So the general idea with this is to avoid the need to recheck the
registers if there hasn't been an interrupt event to indicate that the
link changed. If the link has been confirmed up, and there hasn't been
a link event the assumption is we are still up. The interrupt for up
would be masked so we shouldn't see any up events as long as we are
up. That is why we just store the fact that the link is up and report
true here to indicate the link is present.

> > +
> > +     link_direction = fbnic_pcs_get_link_event_asic(fbd);
> > +
> > +     /* Clear interrupt state due to recent changes. */
> > +     wr32(fbd, FBNIC_SIG_PCS_INTR_STS,
> > +          FBNIC_SIG_PCS_INTR_LINK_DOWN | FBNIC_SIG_PCS_INTR_LINK_UP);
> > +
> > +     /* If link bounced down clear the PCS_STS bit related to link */
> > +     if (link_direction < 0) {
> > +             wr32(fbd, FBNIC_SIG_PCS_OUT0, FBNIC_SIG_PCS_OUT0_LINK |
> > +                                      FBNIC_SIG_PCS_OUT0_BLOCK_LOCK |
> > +                                      FBNIC_SIG_PCS_OUT0_AMPS_LOCK);
> > +             wr32(fbd, FBNIC_SIG_PCS_OUT1, FBNIC_SIG_PCS_OUT1_FCFEC_LOCK);
> > +     }
>
> If the link "bounces" down, then phylink needs to know - but that
> would be covered if, when you receive an interrupt, you always
> call phylink_pcs_change(..., false). Still, phylink can deal with
> latched-low clear-on-read link statuses. I think you want to read
> the link status, and if it's indicating link-failed, then clear
> the latched link-failed state.
>
> > +
> > +     link = fbnic_mac_get_pcs_link_status(fbd);
> > +
> > +     if (link_direction)
> > +             wr32(fbd, FBNIC_SIG_PCS_INTR_MASK,
> > +                  link ?  ~FBNIC_SIG_PCS_INTR_LINK_DOWN :
> > +                          ~FBNIC_SIG_PCS_INTR_LINK_UP);
>
> Why do you need to change the interrupt mask? Can't you just leave
> both enabled and let the hardware tell you when something changes?

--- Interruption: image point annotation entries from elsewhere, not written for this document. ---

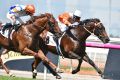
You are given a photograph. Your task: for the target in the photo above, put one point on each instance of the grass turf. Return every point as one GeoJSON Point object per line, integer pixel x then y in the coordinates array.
{"type": "Point", "coordinates": [15, 78]}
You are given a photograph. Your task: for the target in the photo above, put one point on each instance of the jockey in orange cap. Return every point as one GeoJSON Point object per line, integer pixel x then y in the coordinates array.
{"type": "Point", "coordinates": [69, 19]}
{"type": "Point", "coordinates": [17, 11]}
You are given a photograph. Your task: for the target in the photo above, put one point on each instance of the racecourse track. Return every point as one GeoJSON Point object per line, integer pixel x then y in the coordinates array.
{"type": "Point", "coordinates": [65, 76]}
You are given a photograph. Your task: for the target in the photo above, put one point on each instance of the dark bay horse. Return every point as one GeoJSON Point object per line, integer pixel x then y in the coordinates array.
{"type": "Point", "coordinates": [73, 42]}
{"type": "Point", "coordinates": [25, 40]}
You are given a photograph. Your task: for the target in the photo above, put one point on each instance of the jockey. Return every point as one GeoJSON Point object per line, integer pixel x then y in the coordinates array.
{"type": "Point", "coordinates": [67, 19]}
{"type": "Point", "coordinates": [17, 11]}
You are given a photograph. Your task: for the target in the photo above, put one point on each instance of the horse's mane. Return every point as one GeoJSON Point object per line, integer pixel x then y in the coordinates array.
{"type": "Point", "coordinates": [31, 20]}
{"type": "Point", "coordinates": [90, 20]}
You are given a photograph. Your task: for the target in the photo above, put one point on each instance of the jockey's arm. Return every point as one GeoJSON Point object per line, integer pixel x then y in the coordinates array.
{"type": "Point", "coordinates": [66, 22]}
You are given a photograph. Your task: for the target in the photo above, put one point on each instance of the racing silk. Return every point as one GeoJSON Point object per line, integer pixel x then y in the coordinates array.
{"type": "Point", "coordinates": [64, 18]}
{"type": "Point", "coordinates": [17, 10]}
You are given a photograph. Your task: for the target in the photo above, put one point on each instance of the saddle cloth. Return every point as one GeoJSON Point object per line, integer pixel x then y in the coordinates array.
{"type": "Point", "coordinates": [6, 33]}
{"type": "Point", "coordinates": [51, 40]}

It is mostly just about screening out unwanted info. As I mentioned we
were already tracking if we were up or down previously. So we were
only concerned if the link transitioned to the other state.

> > +static int fbnic_pcs_enable_asic(struct fbnic_dev *fbd)
> > +{
> > +     /* Mask and clear the PCS interrupt, will be enabled by link handler */
> > +     wr32(fbd, FBNIC_SIG_PCS_INTR_MASK, ~0);
> > +     wr32(fbd, FBNIC_SIG_PCS_INTR_STS, ~0);
> > +
> > +     /* Pull in settings from FW */
> > +     fbnic_pcs_get_fw_settings(fbd);
> > +
> > +     /* Flush any stale link status info */
> > +     wr32(fbd, FBNIC_SIG_PCS_OUT0, FBNIC_SIG_PCS_OUT0_LINK |
> > +                              FBNIC_SIG_PCS_OUT0_BLOCK_LOCK |
> > +                              FBNIC_SIG_PCS_OUT0_AMPS_LOCK);
>
> If the link went down, it's better to allow phylink to see that.

This isn't link down, this is a state link up we are flushing.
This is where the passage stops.